State-of-the-art Tools for Text Digitisation: Tutorial @ TPDL 2013

Sebastian KirchSucceed

On the 22nd of September, the tutorial State-of-the-art Tools for Text Digitisation was held in Valletta (Malta) in the framework of the TPDL conference. The tutorial, organised by the Succeed project, attracted 15 participants (a significant number for this type of events) mainly from libraries and archives from Europe, America and Africa.

Most of the participants did not have a technical background but were librarians and archivists interested in the possibilities of digitization and the elements and challenges to be considered when starting a digitization project. The session was organised in 6 sections:

  1. Introduction to text digitisation process
  2. Image enhancement
  3. OCR and Post-correction
  4. Logical structure analysis
  5. Lexicon-building, Deployment and Enrichment
  6. Hands-on session

For addtional information, the tutorial slides can be consulted here.

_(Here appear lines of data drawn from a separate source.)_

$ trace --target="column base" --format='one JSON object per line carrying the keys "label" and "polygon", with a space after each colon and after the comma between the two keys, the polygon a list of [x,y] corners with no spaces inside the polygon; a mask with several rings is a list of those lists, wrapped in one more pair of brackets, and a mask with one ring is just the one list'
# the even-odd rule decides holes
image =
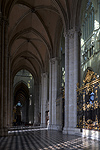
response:
{"label": "column base", "polygon": [[45,123],[41,123],[40,126],[41,126],[42,128],[46,128],[46,127],[47,127]]}
{"label": "column base", "polygon": [[1,128],[0,136],[8,136],[8,128]]}
{"label": "column base", "polygon": [[63,134],[68,134],[68,128],[67,127],[63,128]]}
{"label": "column base", "polygon": [[58,130],[58,128],[59,127],[55,124],[51,124],[51,125],[48,126],[48,129],[50,129],[50,130]]}

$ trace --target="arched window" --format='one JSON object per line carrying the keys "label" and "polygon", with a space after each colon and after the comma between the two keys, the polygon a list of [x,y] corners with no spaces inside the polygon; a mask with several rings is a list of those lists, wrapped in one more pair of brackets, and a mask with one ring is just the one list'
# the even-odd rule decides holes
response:
{"label": "arched window", "polygon": [[83,13],[81,30],[81,64],[84,64],[93,55],[94,48],[94,6],[90,0]]}

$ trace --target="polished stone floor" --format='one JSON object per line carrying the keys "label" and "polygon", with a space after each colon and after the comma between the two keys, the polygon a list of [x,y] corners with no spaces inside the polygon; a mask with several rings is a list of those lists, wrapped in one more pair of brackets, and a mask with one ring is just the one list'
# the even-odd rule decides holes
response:
{"label": "polished stone floor", "polygon": [[0,150],[100,150],[100,141],[62,134],[59,131],[17,129],[0,137]]}

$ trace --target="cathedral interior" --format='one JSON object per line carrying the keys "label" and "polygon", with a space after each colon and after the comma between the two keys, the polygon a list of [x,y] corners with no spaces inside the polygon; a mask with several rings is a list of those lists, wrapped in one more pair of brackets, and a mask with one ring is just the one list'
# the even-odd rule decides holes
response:
{"label": "cathedral interior", "polygon": [[100,0],[0,0],[1,149],[100,140],[99,26]]}

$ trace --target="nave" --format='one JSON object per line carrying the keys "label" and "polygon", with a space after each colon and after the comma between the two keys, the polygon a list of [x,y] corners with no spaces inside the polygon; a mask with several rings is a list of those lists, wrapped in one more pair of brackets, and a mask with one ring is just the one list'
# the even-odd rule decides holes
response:
{"label": "nave", "polygon": [[100,141],[47,128],[16,128],[0,137],[0,150],[99,150]]}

The feedback from the participants can be summarized as follows:

  • Even though most of the participants were not directly involved in digitization projects, they found it very interesting to get an overview on the possibilities digitisation technology offers.
  • Each digitisation project is different and with the extensive set of available tools it is important to evaluate very carefully which tools can improve the digitisation workflow.
  • The participants agreed that it is always advisable to have technical experts at hand that know the field very well and are able to select the right tools for the each step of the digitization workflow.